Was die Einsatzausbildung betrifft, so soll "Kämpfen können" stärker betont werden. Um Raum für mehr Einsatzmöglichkeiten und höheres Operationstempo zu schaffen, beantragte die Marine, weniger Schiffe (ausgenommen Minenabwehreinheiten) für die NATO-Verbände abzustellen. Mit der Absicht, die multidimensionale Seekriegsführung stärker zu beüben, werden Kooperationsmöglichkeiten mit anderen NATO-Partnern, insbesondere ein "Andocken" an Flugzeugträgergruppen, gesucht.
Helfende Hände
Auf die aktuelle Lage kommend betont der Inspekteur, dass die Marine auch in Zeiten von Covid-19 übt, fährt und fliegt und alle Verpflichtungen in Einsatz- und Einsatzausbildung erfüllt werden. DEUMARFOR als multinationaler Führungsstab (HRF (M)) ist eingerichtet, die Initial Operational Capability zertifiziert, Gebäude 15 ist übernommen. Innerhalb der "Operation Helfende Hände" sind im Laufe des Jahres 2021 ca. 2.000 Marineangehörige permanent in Bereitschaft und ca. 1.100 beim Einsatz im Inneren aktiv. Planerisch soll dieser Anteil nun um 1.040 aufwachsen.
Geography matters
Auf die Indo-Pazifikreise der Fregatte „Bayern“ eingehend, verwies der Inspekteur auf die Bedrohungsperzeption in der Region. So betrachte Japan mit Sorge die Entwicklung des Militäretats von China, der sich in den letzten 20 Jahren mehr als verzehnfacht hat. Perspektivisch würde aus den heute 355 chinesischen Marineeinheiten im Jahr 2030 dann 460! Hinzu kommen die Provokationen in den Territorialgewässern und in den Wirtschaftszonen anderer Anrainerstaaten. In der Einschätzung vieler der von der Fregatte „Bayern“ besuchten Länder laufen auf chinesischer Seite stetig Mittel und Absicht immer mehr aufeinander zu, womit eine Bedrohungslage entsteht. Anmerkung des Verfassers: der Anspruch Chinas auf Weltherrschaft zum Jahr 2050 wurde bereits formuliert.
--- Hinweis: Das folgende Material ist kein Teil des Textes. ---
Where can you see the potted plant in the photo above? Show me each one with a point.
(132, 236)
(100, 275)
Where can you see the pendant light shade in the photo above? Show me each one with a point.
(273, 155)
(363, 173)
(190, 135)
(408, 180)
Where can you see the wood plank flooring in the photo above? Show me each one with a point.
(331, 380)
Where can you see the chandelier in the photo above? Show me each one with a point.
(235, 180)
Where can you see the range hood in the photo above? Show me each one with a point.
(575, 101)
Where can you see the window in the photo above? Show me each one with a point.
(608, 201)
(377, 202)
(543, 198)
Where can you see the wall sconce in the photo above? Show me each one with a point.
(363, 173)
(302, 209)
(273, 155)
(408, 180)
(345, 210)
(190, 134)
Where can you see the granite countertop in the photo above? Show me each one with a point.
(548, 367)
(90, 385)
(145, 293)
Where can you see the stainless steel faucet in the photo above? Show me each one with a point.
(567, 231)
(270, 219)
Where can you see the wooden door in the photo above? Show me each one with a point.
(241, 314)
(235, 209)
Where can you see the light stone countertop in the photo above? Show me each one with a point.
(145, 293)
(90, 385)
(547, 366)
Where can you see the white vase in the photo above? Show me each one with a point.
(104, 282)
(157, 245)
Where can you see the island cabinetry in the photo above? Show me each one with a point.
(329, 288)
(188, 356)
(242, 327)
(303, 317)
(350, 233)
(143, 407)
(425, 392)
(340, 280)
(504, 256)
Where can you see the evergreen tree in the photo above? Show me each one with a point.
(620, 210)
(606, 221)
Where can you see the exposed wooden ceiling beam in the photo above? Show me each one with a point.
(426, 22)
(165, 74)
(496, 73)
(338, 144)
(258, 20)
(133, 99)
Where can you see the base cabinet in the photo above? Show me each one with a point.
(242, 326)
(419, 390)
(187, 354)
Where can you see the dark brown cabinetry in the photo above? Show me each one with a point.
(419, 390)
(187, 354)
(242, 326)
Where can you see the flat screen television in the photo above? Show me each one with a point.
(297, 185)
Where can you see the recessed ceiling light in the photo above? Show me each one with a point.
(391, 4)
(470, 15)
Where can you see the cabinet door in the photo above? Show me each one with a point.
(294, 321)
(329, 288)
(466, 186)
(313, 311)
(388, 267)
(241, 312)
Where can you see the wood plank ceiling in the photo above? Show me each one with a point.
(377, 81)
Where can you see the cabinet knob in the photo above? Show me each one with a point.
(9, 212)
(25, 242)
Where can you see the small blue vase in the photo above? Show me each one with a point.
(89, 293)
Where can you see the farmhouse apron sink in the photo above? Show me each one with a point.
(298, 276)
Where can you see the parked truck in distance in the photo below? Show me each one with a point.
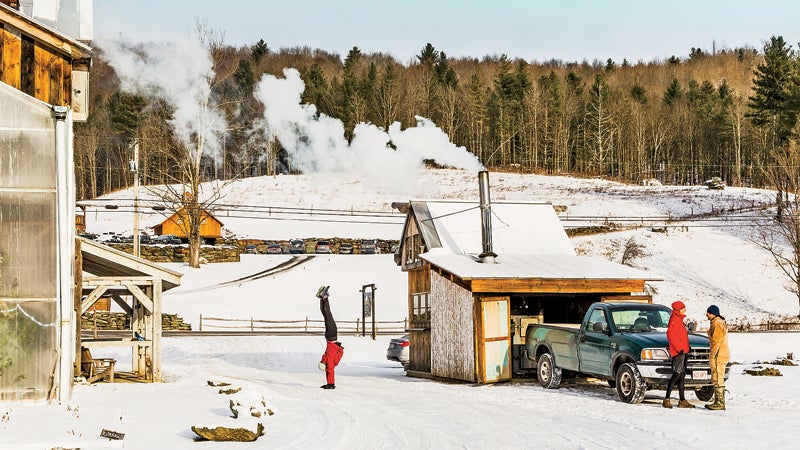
(623, 343)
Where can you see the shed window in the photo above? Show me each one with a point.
(421, 313)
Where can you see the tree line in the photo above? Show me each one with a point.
(725, 114)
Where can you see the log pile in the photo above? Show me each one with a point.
(121, 321)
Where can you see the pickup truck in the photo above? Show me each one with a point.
(622, 343)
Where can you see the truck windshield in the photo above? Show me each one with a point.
(640, 318)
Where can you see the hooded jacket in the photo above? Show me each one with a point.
(677, 335)
(718, 338)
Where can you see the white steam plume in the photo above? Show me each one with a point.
(316, 143)
(180, 73)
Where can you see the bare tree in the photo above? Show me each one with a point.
(201, 128)
(780, 234)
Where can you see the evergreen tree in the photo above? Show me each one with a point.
(776, 91)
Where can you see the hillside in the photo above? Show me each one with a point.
(702, 261)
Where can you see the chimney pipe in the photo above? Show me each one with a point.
(487, 256)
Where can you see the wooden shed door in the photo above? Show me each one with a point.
(494, 340)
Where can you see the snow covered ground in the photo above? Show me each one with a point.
(374, 404)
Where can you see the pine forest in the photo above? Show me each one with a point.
(727, 113)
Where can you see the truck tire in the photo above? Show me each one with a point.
(630, 385)
(548, 374)
(704, 393)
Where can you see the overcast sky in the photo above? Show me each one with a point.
(529, 29)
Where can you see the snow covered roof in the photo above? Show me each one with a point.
(517, 227)
(527, 237)
(510, 266)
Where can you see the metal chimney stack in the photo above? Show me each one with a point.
(487, 256)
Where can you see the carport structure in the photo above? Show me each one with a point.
(135, 285)
(469, 306)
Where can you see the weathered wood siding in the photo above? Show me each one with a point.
(419, 280)
(452, 330)
(34, 68)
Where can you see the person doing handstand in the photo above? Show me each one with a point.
(333, 350)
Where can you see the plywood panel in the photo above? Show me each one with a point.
(494, 341)
(452, 330)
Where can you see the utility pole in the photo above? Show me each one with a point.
(135, 169)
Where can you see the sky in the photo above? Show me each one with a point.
(375, 405)
(529, 29)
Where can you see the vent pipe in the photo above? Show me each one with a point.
(487, 256)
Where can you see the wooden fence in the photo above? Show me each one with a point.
(303, 326)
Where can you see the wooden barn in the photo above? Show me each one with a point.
(468, 305)
(43, 90)
(178, 224)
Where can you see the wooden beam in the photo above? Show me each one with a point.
(122, 303)
(92, 298)
(116, 281)
(556, 286)
(143, 299)
(12, 54)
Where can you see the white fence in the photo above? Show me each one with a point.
(302, 326)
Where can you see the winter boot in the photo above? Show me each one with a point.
(719, 399)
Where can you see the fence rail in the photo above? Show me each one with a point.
(302, 326)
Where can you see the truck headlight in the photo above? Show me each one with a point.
(657, 354)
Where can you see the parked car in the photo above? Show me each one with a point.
(322, 247)
(167, 239)
(369, 247)
(297, 246)
(398, 350)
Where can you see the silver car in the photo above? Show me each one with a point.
(398, 350)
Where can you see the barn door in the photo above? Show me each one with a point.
(494, 340)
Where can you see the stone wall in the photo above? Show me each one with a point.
(180, 253)
(261, 244)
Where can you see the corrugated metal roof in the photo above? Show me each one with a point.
(510, 266)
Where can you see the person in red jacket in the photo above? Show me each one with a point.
(333, 350)
(678, 338)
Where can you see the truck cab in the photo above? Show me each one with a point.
(623, 343)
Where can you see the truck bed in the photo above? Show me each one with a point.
(560, 326)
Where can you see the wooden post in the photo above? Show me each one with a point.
(156, 337)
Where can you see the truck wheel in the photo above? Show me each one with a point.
(630, 385)
(704, 393)
(549, 375)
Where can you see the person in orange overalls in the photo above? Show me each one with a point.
(719, 357)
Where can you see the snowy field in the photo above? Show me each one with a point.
(374, 404)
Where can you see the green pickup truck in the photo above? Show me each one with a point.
(623, 343)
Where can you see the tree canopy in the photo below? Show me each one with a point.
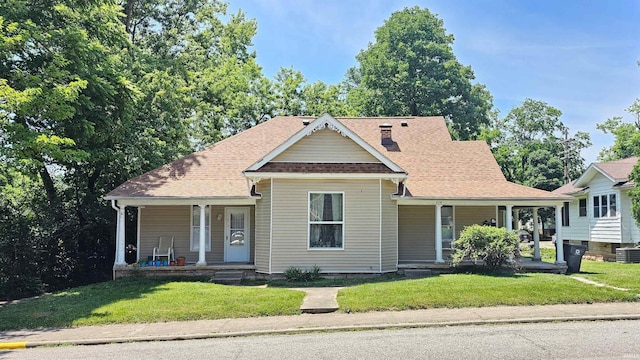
(410, 69)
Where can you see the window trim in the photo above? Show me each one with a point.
(192, 240)
(453, 227)
(309, 222)
(603, 210)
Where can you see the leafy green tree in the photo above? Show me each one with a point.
(626, 144)
(527, 146)
(410, 69)
(293, 96)
(626, 134)
(199, 80)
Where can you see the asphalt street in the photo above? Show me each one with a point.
(563, 340)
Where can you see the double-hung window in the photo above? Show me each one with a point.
(326, 220)
(446, 216)
(604, 206)
(195, 228)
(565, 214)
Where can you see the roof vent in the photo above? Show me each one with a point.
(385, 134)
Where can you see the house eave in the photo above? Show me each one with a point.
(297, 175)
(484, 201)
(183, 200)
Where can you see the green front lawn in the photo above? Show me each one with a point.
(148, 300)
(474, 290)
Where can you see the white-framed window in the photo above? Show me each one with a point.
(195, 228)
(565, 214)
(447, 223)
(604, 206)
(326, 220)
(582, 207)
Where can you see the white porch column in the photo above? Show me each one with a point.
(439, 233)
(536, 236)
(509, 220)
(559, 248)
(202, 247)
(120, 238)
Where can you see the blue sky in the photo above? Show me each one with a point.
(578, 56)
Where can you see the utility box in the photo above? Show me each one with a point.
(628, 255)
(573, 256)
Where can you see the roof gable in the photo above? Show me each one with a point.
(326, 146)
(326, 121)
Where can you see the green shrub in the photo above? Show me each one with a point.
(294, 274)
(496, 247)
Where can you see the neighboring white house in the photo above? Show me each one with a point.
(600, 216)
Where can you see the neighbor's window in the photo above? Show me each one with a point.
(326, 220)
(195, 228)
(582, 206)
(565, 214)
(604, 206)
(446, 216)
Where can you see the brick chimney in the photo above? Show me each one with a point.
(385, 134)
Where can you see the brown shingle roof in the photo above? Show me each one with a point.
(618, 169)
(344, 168)
(568, 189)
(437, 166)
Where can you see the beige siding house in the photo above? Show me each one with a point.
(599, 213)
(348, 195)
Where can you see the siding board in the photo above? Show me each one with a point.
(470, 215)
(361, 226)
(389, 227)
(263, 226)
(416, 233)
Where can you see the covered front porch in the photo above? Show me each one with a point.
(428, 228)
(183, 238)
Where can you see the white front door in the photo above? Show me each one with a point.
(236, 234)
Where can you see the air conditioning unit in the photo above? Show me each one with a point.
(628, 255)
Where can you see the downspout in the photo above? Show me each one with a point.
(113, 205)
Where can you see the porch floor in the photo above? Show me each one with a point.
(248, 269)
(526, 265)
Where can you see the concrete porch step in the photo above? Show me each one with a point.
(228, 277)
(417, 273)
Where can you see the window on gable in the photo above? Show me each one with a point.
(612, 205)
(582, 207)
(565, 214)
(447, 225)
(604, 206)
(195, 228)
(326, 220)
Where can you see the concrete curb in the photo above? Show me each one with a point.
(35, 344)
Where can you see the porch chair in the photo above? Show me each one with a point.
(164, 248)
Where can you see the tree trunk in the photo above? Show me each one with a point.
(128, 15)
(52, 194)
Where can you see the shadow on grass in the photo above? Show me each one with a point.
(63, 309)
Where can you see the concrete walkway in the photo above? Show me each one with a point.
(203, 329)
(319, 300)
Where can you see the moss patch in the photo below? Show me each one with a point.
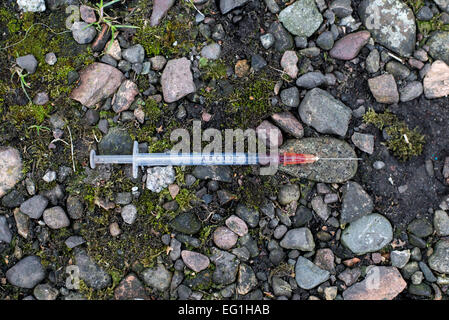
(404, 142)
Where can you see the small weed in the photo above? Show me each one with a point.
(403, 142)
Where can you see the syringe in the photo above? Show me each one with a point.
(203, 159)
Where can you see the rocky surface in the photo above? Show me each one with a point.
(321, 75)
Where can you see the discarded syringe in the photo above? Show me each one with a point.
(203, 159)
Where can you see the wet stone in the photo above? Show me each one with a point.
(186, 223)
(130, 288)
(389, 280)
(26, 273)
(348, 47)
(194, 260)
(290, 97)
(322, 171)
(323, 112)
(369, 233)
(391, 23)
(158, 277)
(439, 260)
(224, 238)
(308, 275)
(384, 89)
(249, 215)
(237, 225)
(83, 33)
(301, 18)
(226, 267)
(356, 202)
(288, 122)
(420, 227)
(177, 80)
(34, 207)
(436, 80)
(300, 239)
(10, 169)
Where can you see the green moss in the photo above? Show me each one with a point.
(403, 142)
(31, 113)
(434, 24)
(212, 70)
(172, 38)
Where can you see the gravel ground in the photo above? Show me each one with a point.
(366, 79)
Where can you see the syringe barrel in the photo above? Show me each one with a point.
(195, 159)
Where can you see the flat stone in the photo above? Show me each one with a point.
(439, 260)
(369, 233)
(226, 267)
(229, 5)
(411, 91)
(438, 46)
(186, 222)
(399, 258)
(324, 113)
(216, 173)
(5, 233)
(211, 51)
(436, 81)
(288, 193)
(177, 80)
(311, 80)
(308, 275)
(290, 97)
(194, 260)
(289, 62)
(34, 207)
(380, 283)
(355, 203)
(300, 239)
(125, 96)
(421, 228)
(159, 178)
(237, 225)
(364, 142)
(83, 33)
(158, 277)
(283, 39)
(88, 14)
(348, 47)
(384, 89)
(325, 259)
(391, 23)
(130, 288)
(117, 141)
(26, 273)
(441, 223)
(10, 169)
(246, 280)
(129, 213)
(45, 292)
(322, 171)
(269, 134)
(302, 18)
(98, 82)
(289, 123)
(55, 218)
(31, 5)
(160, 10)
(74, 241)
(249, 215)
(224, 238)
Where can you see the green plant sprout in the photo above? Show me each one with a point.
(109, 21)
(38, 128)
(23, 83)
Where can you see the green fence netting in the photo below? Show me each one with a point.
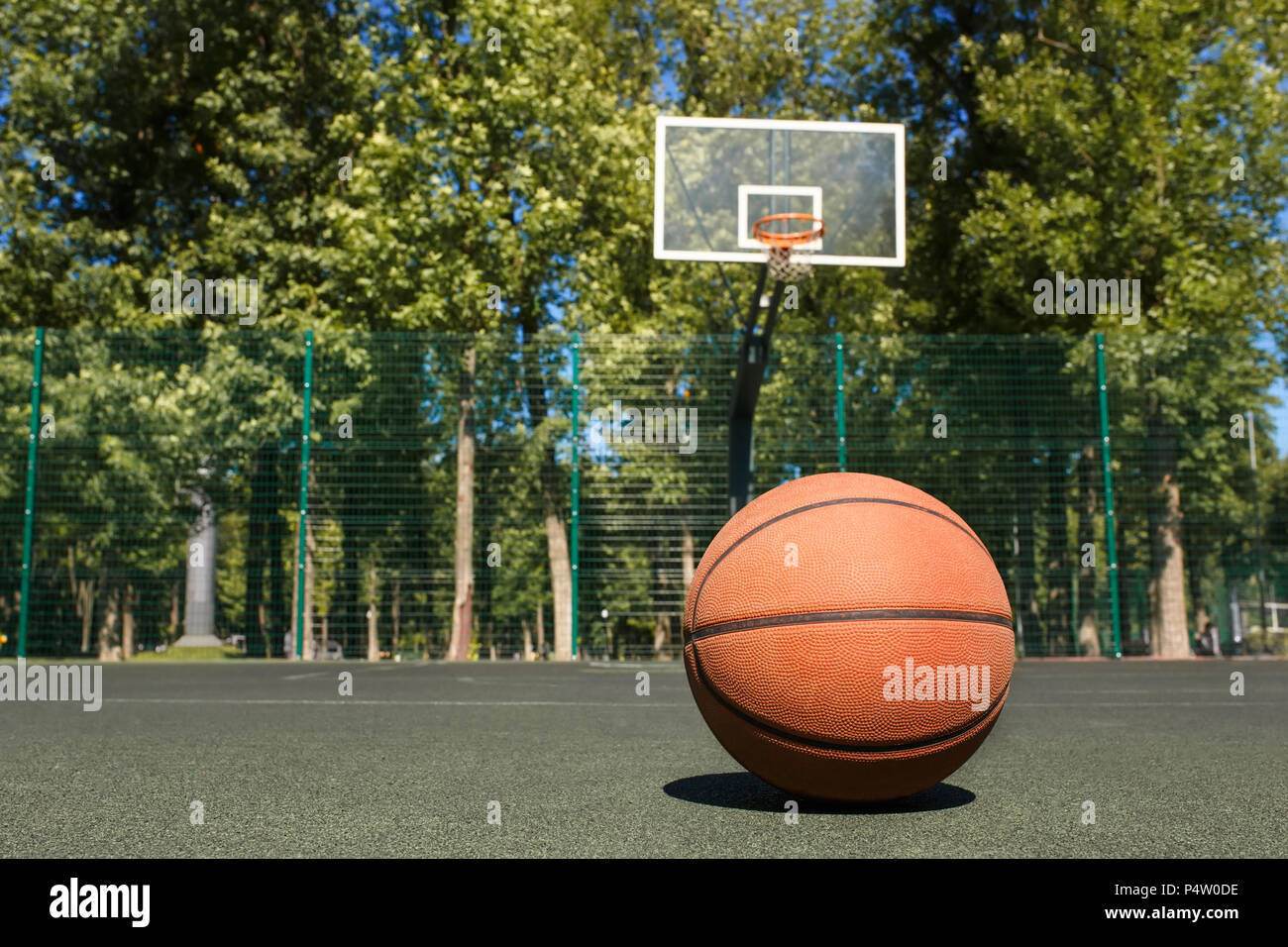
(167, 482)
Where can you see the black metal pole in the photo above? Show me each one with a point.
(752, 356)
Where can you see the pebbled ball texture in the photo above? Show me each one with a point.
(789, 664)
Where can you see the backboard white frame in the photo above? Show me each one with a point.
(758, 253)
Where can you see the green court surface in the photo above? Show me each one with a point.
(581, 766)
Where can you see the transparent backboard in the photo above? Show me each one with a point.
(713, 178)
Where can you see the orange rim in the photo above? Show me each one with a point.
(787, 237)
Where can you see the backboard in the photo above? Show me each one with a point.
(713, 178)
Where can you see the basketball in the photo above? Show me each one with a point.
(848, 637)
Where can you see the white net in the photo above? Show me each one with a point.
(790, 265)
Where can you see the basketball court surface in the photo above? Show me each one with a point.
(581, 766)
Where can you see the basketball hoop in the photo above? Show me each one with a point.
(787, 254)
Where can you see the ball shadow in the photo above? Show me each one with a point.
(747, 791)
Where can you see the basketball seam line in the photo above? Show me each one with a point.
(845, 748)
(814, 506)
(849, 615)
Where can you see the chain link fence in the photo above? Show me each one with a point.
(166, 491)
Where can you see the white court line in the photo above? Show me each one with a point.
(395, 703)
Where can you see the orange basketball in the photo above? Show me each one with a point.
(848, 637)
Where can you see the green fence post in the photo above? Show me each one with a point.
(29, 509)
(840, 403)
(1109, 495)
(575, 526)
(304, 493)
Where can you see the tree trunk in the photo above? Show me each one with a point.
(107, 646)
(86, 612)
(561, 583)
(1089, 635)
(395, 615)
(373, 615)
(128, 622)
(1170, 635)
(662, 637)
(463, 603)
(172, 630)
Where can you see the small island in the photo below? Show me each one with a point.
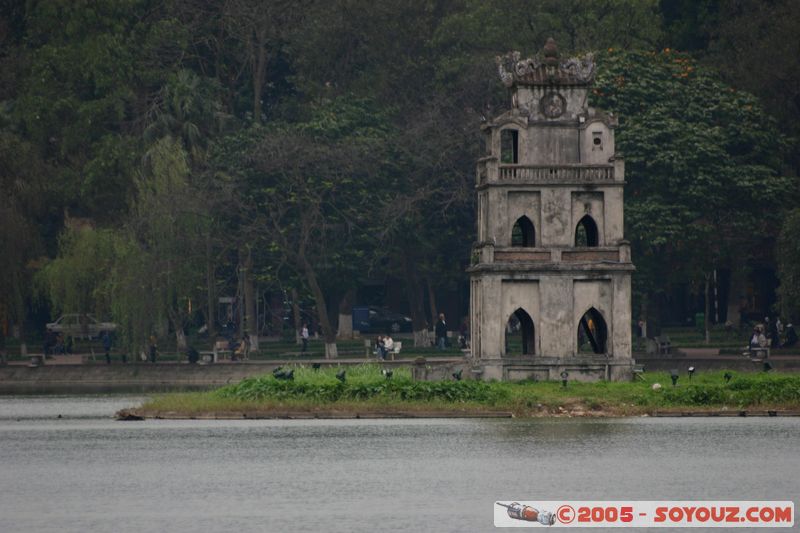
(368, 391)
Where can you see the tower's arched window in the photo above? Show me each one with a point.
(523, 233)
(509, 147)
(586, 232)
(519, 334)
(592, 333)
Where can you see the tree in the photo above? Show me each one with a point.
(313, 190)
(788, 253)
(703, 165)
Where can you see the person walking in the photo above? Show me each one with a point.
(304, 337)
(388, 346)
(441, 332)
(107, 346)
(153, 349)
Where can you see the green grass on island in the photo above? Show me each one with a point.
(367, 391)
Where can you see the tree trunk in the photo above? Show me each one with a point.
(259, 71)
(415, 299)
(296, 315)
(432, 301)
(251, 326)
(177, 324)
(707, 318)
(736, 297)
(643, 316)
(180, 340)
(331, 350)
(211, 318)
(346, 315)
(328, 332)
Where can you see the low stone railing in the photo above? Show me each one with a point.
(556, 173)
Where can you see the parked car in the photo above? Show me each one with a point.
(381, 320)
(80, 326)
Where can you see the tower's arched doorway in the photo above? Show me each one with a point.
(592, 333)
(523, 233)
(586, 233)
(520, 334)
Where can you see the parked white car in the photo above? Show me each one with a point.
(80, 326)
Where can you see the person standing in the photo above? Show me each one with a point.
(388, 345)
(304, 337)
(153, 349)
(107, 346)
(441, 332)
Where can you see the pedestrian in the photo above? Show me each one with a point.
(107, 346)
(463, 339)
(388, 345)
(153, 349)
(304, 337)
(772, 333)
(441, 332)
(192, 355)
(379, 347)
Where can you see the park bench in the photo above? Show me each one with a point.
(396, 349)
(758, 352)
(663, 344)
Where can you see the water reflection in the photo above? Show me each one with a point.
(94, 474)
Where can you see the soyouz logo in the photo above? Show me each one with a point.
(671, 514)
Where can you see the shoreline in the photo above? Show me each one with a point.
(334, 412)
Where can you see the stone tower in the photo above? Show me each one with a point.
(551, 271)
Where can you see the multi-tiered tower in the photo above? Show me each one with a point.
(550, 265)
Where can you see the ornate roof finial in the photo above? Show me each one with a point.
(551, 53)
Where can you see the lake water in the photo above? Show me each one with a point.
(86, 472)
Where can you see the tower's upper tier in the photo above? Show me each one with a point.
(546, 87)
(546, 69)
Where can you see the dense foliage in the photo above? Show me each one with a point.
(361, 383)
(155, 155)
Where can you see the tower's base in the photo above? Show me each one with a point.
(539, 368)
(550, 369)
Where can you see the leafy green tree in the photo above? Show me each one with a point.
(76, 280)
(313, 190)
(788, 254)
(703, 165)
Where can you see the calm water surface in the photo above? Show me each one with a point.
(86, 472)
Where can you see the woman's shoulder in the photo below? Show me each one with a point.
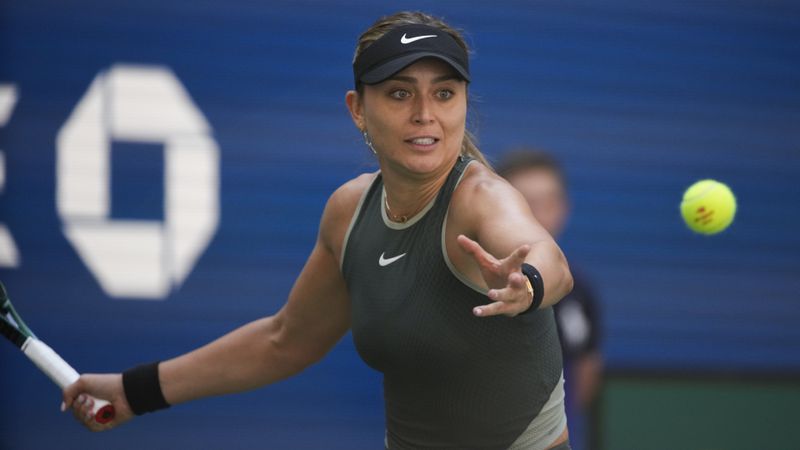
(341, 206)
(348, 195)
(480, 185)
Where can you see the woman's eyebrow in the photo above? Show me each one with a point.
(439, 79)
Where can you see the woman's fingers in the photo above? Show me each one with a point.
(510, 300)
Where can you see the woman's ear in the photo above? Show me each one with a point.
(353, 101)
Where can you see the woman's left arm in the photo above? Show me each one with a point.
(498, 231)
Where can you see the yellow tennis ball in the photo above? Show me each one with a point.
(708, 206)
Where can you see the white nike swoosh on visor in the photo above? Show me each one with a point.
(405, 40)
(386, 261)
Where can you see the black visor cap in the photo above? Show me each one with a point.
(405, 45)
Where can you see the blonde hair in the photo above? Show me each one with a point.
(385, 24)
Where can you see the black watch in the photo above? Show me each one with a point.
(535, 280)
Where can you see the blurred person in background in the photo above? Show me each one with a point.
(540, 179)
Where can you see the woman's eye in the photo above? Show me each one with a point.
(445, 94)
(400, 94)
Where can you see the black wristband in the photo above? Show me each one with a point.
(143, 389)
(538, 287)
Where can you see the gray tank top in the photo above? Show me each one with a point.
(451, 380)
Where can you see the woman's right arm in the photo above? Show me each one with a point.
(315, 317)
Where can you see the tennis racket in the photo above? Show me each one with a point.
(45, 358)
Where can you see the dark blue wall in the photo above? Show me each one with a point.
(637, 99)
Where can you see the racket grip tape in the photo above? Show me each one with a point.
(62, 374)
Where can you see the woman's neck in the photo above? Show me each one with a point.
(407, 196)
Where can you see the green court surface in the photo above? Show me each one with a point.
(699, 413)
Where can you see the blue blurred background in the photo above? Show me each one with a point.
(638, 100)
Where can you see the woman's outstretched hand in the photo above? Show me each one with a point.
(508, 288)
Mit diesem Schlusspunkt unterstreicht die Marine die im zweiten Panel von einer Ministerialbeamtin, wenn auch als persönlicher Standpunkt vorgetragene Position, dass China für uns eben nicht nur ein wichtiger Handelspartner und strategischer Mitbewerber, sondern auch eine wachsende Hegemonialmacht ist, die mit Macht und Geld nach Europa drängt und die internationale Ordnung unter Druck setzt. Eine Bewertung der Rolle Chinas, die doch deutlich von der öffentlichen Wahrnehmung in Deutschland abweicht.
Jahresbericht
Es gehört zur Tradition der Maritime Convention, dass der Jahresbericht des Marinekommandos "Fakten und Zahlen zur maritimen Abhängigkeit der Bundesrepublik Deutschland" veröffentlicht wird. Der jährliche Bericht erscheint zum 34. Mal. Auf den 184 Seiten befinden sich Informationen zur maritimen Sicherheit, zum Welthandel, zur Welthandelsflotte und zur deutschen maritimen Wirtschaft. Zahlen, Daten und Fakten verdeutlichen in Schrift und Bild, warum die See für unser aller Leben von entscheidender Bedeutung ist. Der Bericht stellt Zusammenhänge dar, „um deutlich machen, warum unser Land nicht umhinkommt, seine maritimen Interessen zu schützen", so der Inspekteur der Marine.